2 comments on “Political Order and Political Decay

  1. [if China] had faced a serious risk of being conquered in the 17th and 18th centuries

    That is an odd thing to say when China spent most of the 17th century actually being conquered. Of course, that meant that the Qing were arrogant in the 18th century.

    bureaucracies caring about their long-term revenue source, when individual politicians don’t hold power long enough to care about the long term

    Do you anthropomorphize bureaucracies? If you can usefully think about them as coherent agents, you should elaborate.

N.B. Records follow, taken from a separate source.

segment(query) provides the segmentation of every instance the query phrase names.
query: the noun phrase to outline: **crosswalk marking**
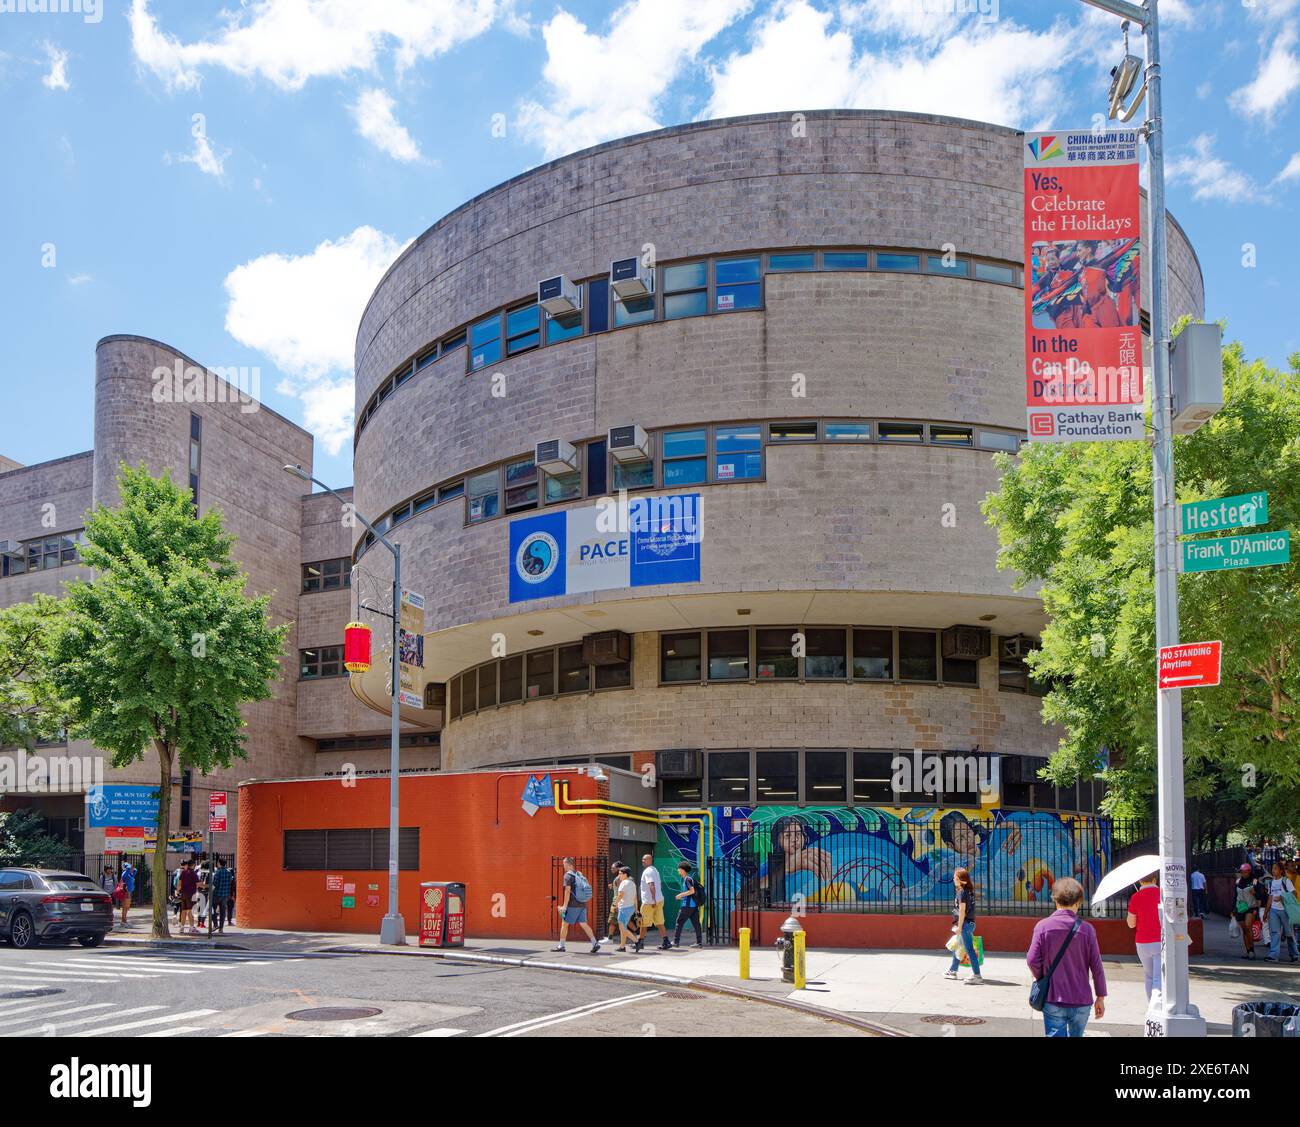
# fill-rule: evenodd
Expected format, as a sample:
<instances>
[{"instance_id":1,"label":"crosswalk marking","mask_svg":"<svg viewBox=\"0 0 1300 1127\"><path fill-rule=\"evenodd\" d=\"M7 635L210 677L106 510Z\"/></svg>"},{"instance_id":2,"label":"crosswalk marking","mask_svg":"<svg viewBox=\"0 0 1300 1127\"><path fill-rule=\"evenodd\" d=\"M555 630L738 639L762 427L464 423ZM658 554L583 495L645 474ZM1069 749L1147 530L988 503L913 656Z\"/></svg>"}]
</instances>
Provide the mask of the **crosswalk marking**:
<instances>
[{"instance_id":1,"label":"crosswalk marking","mask_svg":"<svg viewBox=\"0 0 1300 1127\"><path fill-rule=\"evenodd\" d=\"M152 1033L141 1033L141 1037L179 1037L182 1033L197 1033L201 1025L180 1025L175 1029L155 1029Z\"/></svg>"},{"instance_id":2,"label":"crosswalk marking","mask_svg":"<svg viewBox=\"0 0 1300 1127\"><path fill-rule=\"evenodd\" d=\"M122 965L122 961L120 959L113 958L113 956L111 955L108 955L102 959L69 959L67 965L72 967L74 970L78 968L83 968L83 969L89 968L91 970L98 970L101 972L113 970L114 973L117 973L116 968ZM154 964L154 963L149 964L149 970L153 974L202 974L203 973L201 970L197 970L191 967L163 966L161 964ZM129 977L144 978L146 976L131 975Z\"/></svg>"},{"instance_id":3,"label":"crosswalk marking","mask_svg":"<svg viewBox=\"0 0 1300 1127\"><path fill-rule=\"evenodd\" d=\"M127 1029L141 1029L146 1025L157 1025L163 1021L190 1021L196 1017L210 1017L216 1010L188 1010L183 1014L163 1014L161 1017L148 1017L142 1021L128 1021L122 1025L105 1025L98 1029L83 1029L79 1037L100 1037L105 1033L121 1033Z\"/></svg>"},{"instance_id":4,"label":"crosswalk marking","mask_svg":"<svg viewBox=\"0 0 1300 1127\"><path fill-rule=\"evenodd\" d=\"M426 1029L423 1033L412 1033L412 1037L459 1037L463 1029Z\"/></svg>"},{"instance_id":5,"label":"crosswalk marking","mask_svg":"<svg viewBox=\"0 0 1300 1127\"><path fill-rule=\"evenodd\" d=\"M50 968L49 968L49 967L33 967L33 966L5 967L5 974L31 974L31 975L36 975L36 976L39 977L39 978L51 978L51 977L53 977L52 974L51 974L51 972L50 972ZM102 980L102 979L105 979L105 978L108 977L108 972L107 972L107 971L100 971L100 972L97 972L97 973L96 973L96 972L91 972L91 971L88 971L88 970L65 970L65 971L60 971L60 974L63 975L64 977L67 977L67 978L74 978L74 979L92 979L92 978L98 978L98 979L101 979L101 980ZM132 977L132 978L146 978L146 977L148 977L148 976L147 976L147 975L132 975L131 977Z\"/></svg>"},{"instance_id":6,"label":"crosswalk marking","mask_svg":"<svg viewBox=\"0 0 1300 1127\"><path fill-rule=\"evenodd\" d=\"M63 963L32 962L32 963L24 963L23 966L36 967L39 970L44 971L46 973L48 973L51 970L57 970L62 974L72 975L77 978L90 978L96 974L103 976L108 973L107 971L103 971L103 970L87 970L85 968L78 969L77 965L73 963L72 960L70 959L67 962L63 962ZM72 969L69 970L67 969L68 967L71 967ZM112 976L114 978L148 978L149 977L147 974L133 974L129 971L119 971L119 970L113 971Z\"/></svg>"},{"instance_id":7,"label":"crosswalk marking","mask_svg":"<svg viewBox=\"0 0 1300 1127\"><path fill-rule=\"evenodd\" d=\"M236 1029L234 1033L223 1033L222 1037L264 1037L269 1029Z\"/></svg>"},{"instance_id":8,"label":"crosswalk marking","mask_svg":"<svg viewBox=\"0 0 1300 1127\"><path fill-rule=\"evenodd\" d=\"M27 1014L34 1013L36 1010L48 1010L53 1008L57 1011L56 1013L42 1014L36 1019L37 1021L44 1022L48 1021L52 1017L62 1017L64 1014L78 1014L85 1010L106 1010L112 1005L112 1002L94 1002L88 1006L68 1006L67 1002L46 1002L44 1005L40 1006L28 1006L26 1013L24 1013L22 1017L10 1016L16 1011L9 1010L8 1013L6 1013L4 1020L0 1021L0 1025L28 1025L31 1023L32 1018L28 1017ZM68 1008L60 1010L58 1009L59 1006L68 1006Z\"/></svg>"},{"instance_id":9,"label":"crosswalk marking","mask_svg":"<svg viewBox=\"0 0 1300 1127\"><path fill-rule=\"evenodd\" d=\"M117 1017L134 1017L136 1014L152 1013L154 1010L161 1010L162 1006L136 1006L132 1010L120 1010ZM98 1006L80 1006L78 1009L94 1010ZM51 1022L51 1017L63 1017L64 1014L76 1013L76 1009L64 1010L62 1013L49 1014L47 1017L36 1022L35 1025L29 1025L26 1029L11 1029L3 1034L5 1037L30 1037L34 1033L53 1033L56 1029L70 1029L74 1025L87 1025L92 1021L103 1021L103 1014L91 1014L89 1017L79 1017L73 1021L55 1021ZM30 1020L30 1019L28 1019Z\"/></svg>"},{"instance_id":10,"label":"crosswalk marking","mask_svg":"<svg viewBox=\"0 0 1300 1127\"><path fill-rule=\"evenodd\" d=\"M600 1010L626 1005L628 1002L638 1002L644 998L657 998L662 993L662 990L643 990L638 994L625 994L621 998L588 1002L585 1006L575 1006L571 1010L561 1010L559 1013L545 1014L542 1017L529 1018L527 1021L517 1021L513 1025L503 1025L497 1029L489 1029L486 1033L480 1033L478 1036L518 1037L521 1033L529 1033L534 1029L541 1029L547 1025L558 1025L561 1022L573 1021L576 1018L586 1017L588 1014L594 1014Z\"/></svg>"}]
</instances>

    But maybe you just mean the incentives of the individual bureaucrats. But then I am concerned about the factual claim that bureaucrats have longer careers than politicians. It seems to me that they have similar careers, climbing the ladder their whole lives. In modern democracies, national leaders have short careers, shorter than top bureaucrats, but I think at other levels it is more similar. I guess democratic politicians spend half of their careers in opposition. But isn’t this book (also) about non-democracies? Maybe the line between politicians and bureaucrats is amorphous in such states.

  2. Douglas, you’re right that I should have said just 18th century. Although it might matter that China’s 17th century turmoil was mostly insurrection, not threats from external governments.

    I model bureaucracies as agents with basic goals such as survival. I’m unclear on what elaboration would be worthwhile.